Solek intrigued him. Prelate Shavar had said that he had achieved Kolinahr, but Spock suspected that Solek’s achievement of that elevated state of being was now some years past. There was a mellowness to his tone and attitude that hinted of another stage beyond the state of total logic – a more complete acceptance of one’s emotional influences made possible by the control with which Kolinahr graced the scholar.
‘Your blindness,’ Solek began without further preamble. ‘My information is that it was inflicted upon you abruptly, and with violence, almost nine months ago. Am I correct?’
‘An explosion,’ Spock nodded. He held his hands very still at his sides, aware that Solek would be watching him for any signs of an emotional response. The memory of that explosion, although just a memory, still had the power to disturb him. ‘It was a trap set by a terrorist faction. Blindness was instantaneous.’
‘Do you understand that we will need to examine that event very closely in your mind?’ Solek asked. ‘Such an examination may be painful to you.’
‘Emotional pain is hardly relevant, if the examination is necessary,’ Spock said flatly.
‘Ah, Spock,’ Solek said slowly. ‘Emotional pain is the very reason why you are here. There is no logic in attempting to hide your emotions from me. Together we will discover them, and together we will learn how to control them. Do you remember nothing of our lessons so many years ago?’
A flash of memory again. Solek’s hand touching his face, Solek touching thoughts and feelings that Spock would have revealed to no one else. The sun, bright and hot, burning onto his cheek through the window as Solek taught him how to move through his feelings with calmness and equanimity. That brightness that caused his eyes to wince shut, that was no more than a memory to him now despite the fact that the sun must be shining with equal brightness through the window behind him. He felt a pulse of jealousy for his former self, and suppressed it quickly.
‘I remember a great deal about our lessons,’ Spock told his old instructor. ‘But – we both of us have changed since that time.’
‘Your mind, Spock,’ Solek said, taking another pace closer to him. ‘May I?’
Spock bowed his head, once, in a solemn nod, clasping his hands behind his back to show his trust of Solek’s actions.
Solek lifted a hand to Spock’s face, and touched his fingers to the traditional meld points. In the second of that first touch Spock considered the tips of those fingers that he could feel on his skin, comparing the feeling of that light touch to the touch of two decades ago. Solek’s hands were perhaps a little cooler, and the skin a little dryer – but Solek’s mind traced a path into Spock’s own thoughts as easily as a trickle of water flows along a long-dried watercourse. A moment after Solek had entered Spock’s mind it was as if no time had passed at all.
Spock deliberately relaxed his barriers, allowing his thoughts and feelings to seep towards Solek’s touch. This was very much a one-way meld. Solek’s own responses were kept shielded, allowing Spock’s thoughts to pass unadulterated into his mind.
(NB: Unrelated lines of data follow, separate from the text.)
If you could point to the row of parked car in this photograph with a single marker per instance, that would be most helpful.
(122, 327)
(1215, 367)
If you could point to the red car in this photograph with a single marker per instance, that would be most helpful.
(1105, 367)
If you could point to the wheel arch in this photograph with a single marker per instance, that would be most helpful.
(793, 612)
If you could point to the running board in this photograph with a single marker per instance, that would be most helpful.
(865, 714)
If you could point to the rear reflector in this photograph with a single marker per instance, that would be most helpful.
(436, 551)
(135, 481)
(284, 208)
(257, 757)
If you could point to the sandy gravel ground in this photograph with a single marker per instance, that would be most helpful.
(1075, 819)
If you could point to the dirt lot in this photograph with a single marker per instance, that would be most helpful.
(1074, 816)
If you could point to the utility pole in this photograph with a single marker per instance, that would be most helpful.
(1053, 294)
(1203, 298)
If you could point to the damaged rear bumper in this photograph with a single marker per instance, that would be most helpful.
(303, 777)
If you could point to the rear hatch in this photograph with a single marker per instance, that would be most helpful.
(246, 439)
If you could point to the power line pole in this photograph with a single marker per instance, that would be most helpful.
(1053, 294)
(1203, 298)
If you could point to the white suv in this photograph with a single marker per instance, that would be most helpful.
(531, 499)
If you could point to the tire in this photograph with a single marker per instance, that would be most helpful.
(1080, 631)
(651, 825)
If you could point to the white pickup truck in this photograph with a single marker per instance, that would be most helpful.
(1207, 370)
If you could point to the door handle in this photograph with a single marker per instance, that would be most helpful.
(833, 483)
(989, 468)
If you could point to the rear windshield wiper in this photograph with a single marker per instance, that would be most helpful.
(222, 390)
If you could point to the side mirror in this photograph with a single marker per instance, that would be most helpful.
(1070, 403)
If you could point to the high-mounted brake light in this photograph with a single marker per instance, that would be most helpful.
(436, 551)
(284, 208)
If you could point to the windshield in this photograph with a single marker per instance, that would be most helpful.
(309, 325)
Spock had expected any instructor probing his mind to recoil from what he found, but as Solek lowered his hand he simply said, ‘Remarkable. Your mental processes have a grace to them that few possess. I would suggest that you are an excellent candidate for Kolinahr.’
Spock raised an eyebrow.
‘I have no desire to achieve Kolinahr,’ he said.
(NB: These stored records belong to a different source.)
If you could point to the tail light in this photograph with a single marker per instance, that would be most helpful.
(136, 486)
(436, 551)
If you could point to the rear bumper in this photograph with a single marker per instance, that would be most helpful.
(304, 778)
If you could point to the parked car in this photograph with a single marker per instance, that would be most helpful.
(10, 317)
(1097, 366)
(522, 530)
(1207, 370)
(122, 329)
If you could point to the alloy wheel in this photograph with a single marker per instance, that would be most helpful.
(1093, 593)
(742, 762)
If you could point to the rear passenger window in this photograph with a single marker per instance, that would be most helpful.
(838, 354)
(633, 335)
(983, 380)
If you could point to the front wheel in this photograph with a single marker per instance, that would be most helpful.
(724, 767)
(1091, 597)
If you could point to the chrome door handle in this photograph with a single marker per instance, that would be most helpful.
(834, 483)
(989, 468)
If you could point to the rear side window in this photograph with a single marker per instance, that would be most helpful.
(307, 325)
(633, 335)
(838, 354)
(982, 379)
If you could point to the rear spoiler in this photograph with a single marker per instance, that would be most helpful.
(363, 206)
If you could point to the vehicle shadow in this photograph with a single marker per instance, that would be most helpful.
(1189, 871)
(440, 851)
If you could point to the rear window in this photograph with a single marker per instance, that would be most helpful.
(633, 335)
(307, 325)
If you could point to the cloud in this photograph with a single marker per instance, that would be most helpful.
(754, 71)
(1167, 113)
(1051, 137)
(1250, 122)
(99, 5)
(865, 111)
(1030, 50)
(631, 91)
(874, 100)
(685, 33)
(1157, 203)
‘No,’ the man said, with no trace of emotion. ‘Often those who wish to achieve it are unsuitable for the task, whereas those who do not display such ambition are suitable but unlikely to pursue the discipline. It is a conundrum. But our task at this time is acceptance and control of emotion, specifically in response to your blindness. I suggest that we begin today with words. Tomorrow we may move on to a more intimate examination of your responses.’